Sunday, July 14, 2013

monetdb_fdw: PostgreSQL meets column store. Finally.

As you may know, FDW is one of the advantages of PostgreSQL. There are variety of FDWs to federate different data sources (including PostgreSQL itself) with PostgreSQL.

And also, you may know everyone in the industry is talking about BigData and analytics everyday. We know that most of them must be a buzz though. :p

Yesterday, I released a brand-new FDW, monetdb_fdw, which allows you to federate MonetDB, an open source column-oriented RDBMS, with PostgreSQL.

The column-store pioneer | MonetDB

MonetDB was originally developed at University of Amsterdam, and it has been well developed and maintained as open source.

While I was trying DBT-3 queries on MonetDB, I found that this column-oriented RDBMS realizes extreme performance (up to x100 faster) rather than PostgreSQL in analytic query execution.

So, I decided to develop some way to take advantage of MonetDB performance on PostgreSQL, and here monetdb_fdw comes.

monetdb_fdw is a FDW which allows you to execute analytic query on the remote MonetDB server and handle a result set on PostgreSQL.

A demo video is available to see how MonetDB and monetdb_fdw work.

monetdb_fdw demo from uptimejp on Vimeo.

This video shows (1) an analytic query being processed on PostgreSQL in 177 seconds, (2) the same query being processed on MonetDB in 8 seconds, and (3) the same analytic query being processed on the remote MonetDB server through MonetDB FDW in 1 second.
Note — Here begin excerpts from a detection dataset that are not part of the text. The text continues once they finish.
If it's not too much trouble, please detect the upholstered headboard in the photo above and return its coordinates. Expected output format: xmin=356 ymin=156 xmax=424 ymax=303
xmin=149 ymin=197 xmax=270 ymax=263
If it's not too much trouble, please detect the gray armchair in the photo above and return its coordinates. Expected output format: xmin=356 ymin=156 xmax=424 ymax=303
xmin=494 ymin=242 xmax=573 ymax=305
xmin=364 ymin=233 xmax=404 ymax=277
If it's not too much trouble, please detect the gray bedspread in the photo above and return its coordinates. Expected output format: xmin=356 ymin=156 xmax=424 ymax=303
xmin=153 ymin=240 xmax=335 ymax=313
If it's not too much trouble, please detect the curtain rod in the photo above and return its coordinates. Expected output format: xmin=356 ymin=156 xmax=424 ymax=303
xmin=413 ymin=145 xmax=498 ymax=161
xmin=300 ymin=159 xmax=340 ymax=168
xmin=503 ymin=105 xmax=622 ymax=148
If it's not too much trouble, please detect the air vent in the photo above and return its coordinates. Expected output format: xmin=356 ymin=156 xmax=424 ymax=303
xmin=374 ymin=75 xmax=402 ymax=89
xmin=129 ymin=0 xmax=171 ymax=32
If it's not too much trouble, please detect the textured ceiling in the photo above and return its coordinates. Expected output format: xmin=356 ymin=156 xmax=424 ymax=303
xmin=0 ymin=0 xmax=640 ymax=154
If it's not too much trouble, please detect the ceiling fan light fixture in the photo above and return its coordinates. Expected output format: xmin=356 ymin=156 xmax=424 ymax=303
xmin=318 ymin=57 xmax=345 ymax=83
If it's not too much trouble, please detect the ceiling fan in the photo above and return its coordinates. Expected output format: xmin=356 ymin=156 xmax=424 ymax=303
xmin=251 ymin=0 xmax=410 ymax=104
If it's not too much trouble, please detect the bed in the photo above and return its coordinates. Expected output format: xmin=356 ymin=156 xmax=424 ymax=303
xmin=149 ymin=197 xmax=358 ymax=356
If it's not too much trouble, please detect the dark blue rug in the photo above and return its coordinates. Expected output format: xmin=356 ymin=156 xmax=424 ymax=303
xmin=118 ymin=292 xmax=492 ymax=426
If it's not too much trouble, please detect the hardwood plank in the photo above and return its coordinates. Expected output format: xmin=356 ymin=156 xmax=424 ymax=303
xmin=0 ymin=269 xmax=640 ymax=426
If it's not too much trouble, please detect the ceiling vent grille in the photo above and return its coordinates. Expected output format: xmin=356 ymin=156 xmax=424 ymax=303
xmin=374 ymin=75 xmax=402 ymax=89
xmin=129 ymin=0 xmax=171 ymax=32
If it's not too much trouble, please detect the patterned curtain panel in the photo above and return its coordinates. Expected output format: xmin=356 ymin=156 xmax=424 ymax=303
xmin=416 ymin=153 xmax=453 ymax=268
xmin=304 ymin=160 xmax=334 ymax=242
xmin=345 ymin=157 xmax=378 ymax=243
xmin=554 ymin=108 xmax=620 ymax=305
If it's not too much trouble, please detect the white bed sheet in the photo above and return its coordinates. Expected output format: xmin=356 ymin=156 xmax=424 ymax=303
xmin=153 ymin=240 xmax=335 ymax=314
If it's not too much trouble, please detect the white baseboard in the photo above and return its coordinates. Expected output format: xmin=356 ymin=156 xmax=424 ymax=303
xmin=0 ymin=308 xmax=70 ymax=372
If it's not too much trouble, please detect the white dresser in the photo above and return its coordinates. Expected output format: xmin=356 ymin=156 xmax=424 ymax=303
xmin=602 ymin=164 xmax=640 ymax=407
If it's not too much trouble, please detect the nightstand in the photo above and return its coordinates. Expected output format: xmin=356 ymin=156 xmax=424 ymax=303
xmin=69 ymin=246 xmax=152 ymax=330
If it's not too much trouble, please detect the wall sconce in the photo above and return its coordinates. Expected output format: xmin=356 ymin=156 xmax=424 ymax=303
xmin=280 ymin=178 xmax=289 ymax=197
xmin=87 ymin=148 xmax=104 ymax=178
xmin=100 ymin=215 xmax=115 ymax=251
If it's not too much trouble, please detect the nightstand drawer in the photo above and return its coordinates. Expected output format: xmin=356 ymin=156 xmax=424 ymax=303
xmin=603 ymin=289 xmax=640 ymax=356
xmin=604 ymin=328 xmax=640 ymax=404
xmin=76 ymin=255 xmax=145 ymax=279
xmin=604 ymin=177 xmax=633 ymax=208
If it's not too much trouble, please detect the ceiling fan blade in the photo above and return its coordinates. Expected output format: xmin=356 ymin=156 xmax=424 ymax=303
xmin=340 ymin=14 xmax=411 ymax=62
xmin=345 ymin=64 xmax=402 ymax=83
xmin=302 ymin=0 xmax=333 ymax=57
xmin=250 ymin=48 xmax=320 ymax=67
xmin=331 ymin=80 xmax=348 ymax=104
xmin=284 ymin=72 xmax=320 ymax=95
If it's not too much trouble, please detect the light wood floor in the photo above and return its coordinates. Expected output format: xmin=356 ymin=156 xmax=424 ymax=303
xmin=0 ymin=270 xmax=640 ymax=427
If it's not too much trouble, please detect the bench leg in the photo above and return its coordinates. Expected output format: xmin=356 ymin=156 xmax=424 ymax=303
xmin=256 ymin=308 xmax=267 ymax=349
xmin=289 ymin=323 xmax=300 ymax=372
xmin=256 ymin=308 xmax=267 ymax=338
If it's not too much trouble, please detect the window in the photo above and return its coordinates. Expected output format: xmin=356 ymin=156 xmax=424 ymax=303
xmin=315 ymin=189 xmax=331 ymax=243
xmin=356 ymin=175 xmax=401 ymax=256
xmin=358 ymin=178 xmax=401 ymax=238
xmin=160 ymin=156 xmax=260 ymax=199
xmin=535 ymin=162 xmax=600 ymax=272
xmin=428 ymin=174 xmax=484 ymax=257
If you're interested in getting analytic workload faster, and being PostgreSQL users, you would benefit from monetdb_fdw. Take a look!



Ross Reedstrom said...

I realize this is a quick demo, but how do you explain that accessing monetdb via pgsql is faster than doing it directly? Is this a demo effect, caused by cache preloading from the 8sec direct monetdb evaluation?

Satoshi Nagayasu said...

Exactly. I often observed that the query could be executed in 1 second when I tried twice (or more) directly on MonetDB.

Martin Kersten said...

Indeed, for any database query it makes a difference if you run in 'cold' mode (data on disk) or 'hot' mode (data cached).